Corriere del Veneto (Padova e Rovigo)
«Vi racconto il mio antenato Dante Alighieri»
Il nipote Pieralvise: «I discendenti hanno sempre avuto legami con Verona. Nel Cinquecento il cognome rischiò la scomparsa»
Una lettera del 1312, firmata da Cangrande e indirizzata all’imperatore Enrico VII, oggi attribuita a Dante: è l’ipotesi avanzata, su suggerimento di Gian Paolo Marchi, professore emerito di Italianistica, da Paolo Pellegrini, docente di Filologia e Linguistica italiana all’università di Verona. A commentare la notizia è Pieralvise Serego Alighieri, ventunesimo discendente del Sommo Poeta, che vive a Gargagnago in Valpolicella, la terra eletta dal figlio di Dante, Pietro. «Si tratta di un’ipotesi, che rimane tale, ma importante, dal mio punto di vista, perché richiama l’attenzione sul rapporto tra Dante e Verona. La città non può che trarne un meritato beneficio».
La notizia porta a nuove considerazioni sulla biografia e sul pensiero di Dante, lei cosa ne pensa?
«È un’attribuzione che riqualifica a mio parere l’immagine del contatto tra Dante e Verona che risulta ora privilegiato rispetto a quello con altre città che ne rivendicavano la presenza. Nelle sue biografie l’importanza di Verona è spesso stata sottovalutata, ora si rende necessaria una rivisitazione. L’ipotesi avanzata, a partire dalla datazione della lettera, che Dante possa essere stato qui dal ’12 al ’20, è molto affascinante, aprendo nuove prospettive sul rapporto con Cangrande e gli Scaligeri».
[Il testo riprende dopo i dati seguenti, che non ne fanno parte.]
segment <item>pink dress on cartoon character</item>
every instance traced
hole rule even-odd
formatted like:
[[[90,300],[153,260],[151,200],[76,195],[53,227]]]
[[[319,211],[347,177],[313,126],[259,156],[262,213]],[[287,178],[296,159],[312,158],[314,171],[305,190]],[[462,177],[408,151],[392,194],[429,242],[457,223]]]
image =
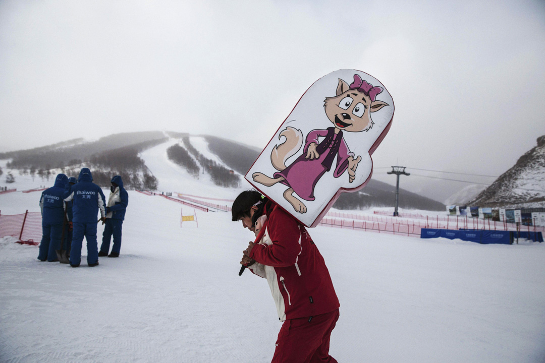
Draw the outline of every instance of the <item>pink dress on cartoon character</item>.
[[[330,155],[332,153],[332,153],[337,156],[336,167],[333,173],[333,176],[336,178],[342,175],[348,167],[348,158],[350,156],[354,157],[354,153],[350,151],[342,137],[342,131],[337,134],[333,133],[332,140],[327,144],[323,145],[324,143],[326,142],[325,140],[319,144],[318,138],[326,137],[329,130],[316,130],[309,132],[302,155],[285,169],[274,174],[275,178],[283,177],[284,180],[280,182],[291,187],[298,195],[305,200],[314,200],[314,188],[316,183],[329,170],[332,158],[335,157],[335,155]],[[312,143],[323,145],[325,151],[320,153],[319,157],[311,160],[307,159],[306,156],[308,146]],[[337,148],[334,147],[336,144],[338,144],[336,152],[335,149]],[[329,162],[327,159],[329,159]]]

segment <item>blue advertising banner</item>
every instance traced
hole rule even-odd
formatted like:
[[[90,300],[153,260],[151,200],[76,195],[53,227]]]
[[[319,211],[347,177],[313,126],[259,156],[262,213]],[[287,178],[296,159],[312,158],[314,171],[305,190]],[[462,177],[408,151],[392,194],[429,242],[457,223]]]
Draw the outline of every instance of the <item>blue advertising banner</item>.
[[[483,244],[499,243],[510,244],[513,232],[510,231],[486,231],[482,230],[445,230],[422,228],[421,238],[436,238],[442,237],[449,239],[458,238]]]
[[[516,231],[489,231],[486,230],[445,230],[422,228],[420,232],[421,238],[437,238],[442,237],[449,239],[459,238],[462,241],[477,242],[482,244],[491,243],[511,244],[514,239],[531,239],[534,242],[543,242],[543,233],[541,232],[517,232]]]

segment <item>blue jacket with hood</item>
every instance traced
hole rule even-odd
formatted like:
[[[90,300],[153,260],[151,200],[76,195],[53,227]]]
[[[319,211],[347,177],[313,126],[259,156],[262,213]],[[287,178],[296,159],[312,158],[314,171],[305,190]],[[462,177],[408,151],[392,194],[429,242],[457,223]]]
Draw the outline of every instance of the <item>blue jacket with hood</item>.
[[[43,223],[62,223],[64,220],[64,202],[63,193],[68,182],[64,174],[59,174],[55,178],[55,184],[41,193],[40,208],[41,210]]]
[[[64,200],[74,200],[72,220],[75,223],[96,223],[96,216],[106,216],[106,198],[100,187],[93,182],[91,171],[83,168],[80,172],[77,183],[68,184],[63,194]]]
[[[108,200],[108,204],[110,205],[111,204],[110,199],[113,198],[115,200],[114,202],[112,201],[114,204],[108,207],[108,210],[112,212],[112,216],[111,217],[107,216],[107,217],[111,218],[112,219],[123,220],[125,219],[125,212],[126,210],[127,205],[129,204],[129,194],[123,188],[123,181],[119,175],[116,175],[112,178],[111,182],[117,184],[119,188],[119,193],[118,193],[119,198],[117,198],[117,195],[116,195],[118,192],[116,188],[112,193],[110,193],[110,196]]]

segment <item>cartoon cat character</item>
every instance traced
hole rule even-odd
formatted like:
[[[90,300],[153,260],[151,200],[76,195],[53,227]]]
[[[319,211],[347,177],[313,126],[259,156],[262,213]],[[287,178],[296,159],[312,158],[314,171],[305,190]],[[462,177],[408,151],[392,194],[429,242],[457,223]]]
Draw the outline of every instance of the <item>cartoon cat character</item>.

È un caso che la discendenza di Dante avvenga a Verona?
«No. È un’ulteriore conferma del rapporto privilegiato che Dante ha avuto con Verona, dove nel suo esilio era stato seguito dal figlio Pietro. Dopo la morte del padre, Pietro aveva avuto una provvigione sociale rilevante e aveva poi sposato una giovane toscana. È stato probabilmente grazie alla provvigione e alla dote portata in dono da lei che è stato possibile, intorno alla metà del ‘300, acquistare i terreni e la casa, in cui ancora abitiamo. La vita di Pietro e della sua famiglia è sempre stata qui, a Verona, anche se al momento della sua morte si trovava, per motivi di lavoro, era magistrato, a Treviso, dove è sepolto».
A un certo punto però nella storia della famiglia avviene che si rischia di perdere il cognome…
«Gli Alighieri vivono attraverso Pietro e i suoi discendenti fino alla metà del ‘500 quando l’ultimo maschio, canonico, ottiene dispensa per cercare di generare discendenza maschile, un tentativo naufragato in qualche figlia femmina. Decide così di lasciare beni e sostanze, compresa questa casa dove ancora viviamo, a una sua nipote Alighieri che aveva sposato un Serego, a condizione però che si aggiungesse alla prole il cognome della madre. Solo così la trasmissione del nome di Dante si è salvata».
Il legame con questa terra sembra continuare nella produzione del vino e nelle battaglie a difesa del paesaggio che lei conduce attraverso l’associazione Salvalpolicella, di cui è presidente e fondatore…
«Come tutte le associazioni, vive di volontariato e resta un osservatorio ambientale su un paesaggio fragile, dove la situazione mi sembra peggiorata, il miglioramento per ora lo registriamo solo a parole…»
Come è stata vissuta questa straordinaria discendenza nella sua famiglia e il rapporto con un avo così importante?
«È un onore e una fortuna, ma non abbiamo alcun merito, cerchiamo non dico di essere all’altezza, ma almeno di provarci».
Verona ambisce a candidarsi Capitale della Cultura, puntando anche sulle celebrazioni dantesche in coincidenza con l’anniversario della morte nel 2021: cosa ne pensa?
«È una lodevole speranza, non sempre suffragata dalla situazione reale di Verona che dal punto di vista culturale avrebbe molto da costruire. Oggi sinceramente la vedo difficile: quello che si considera cultura si limita spesso al balcone di Giulietta, ma c’è bisogno di altro, sull’esempio di altre città che hanno avuto il titolo, come Mantova o Matera».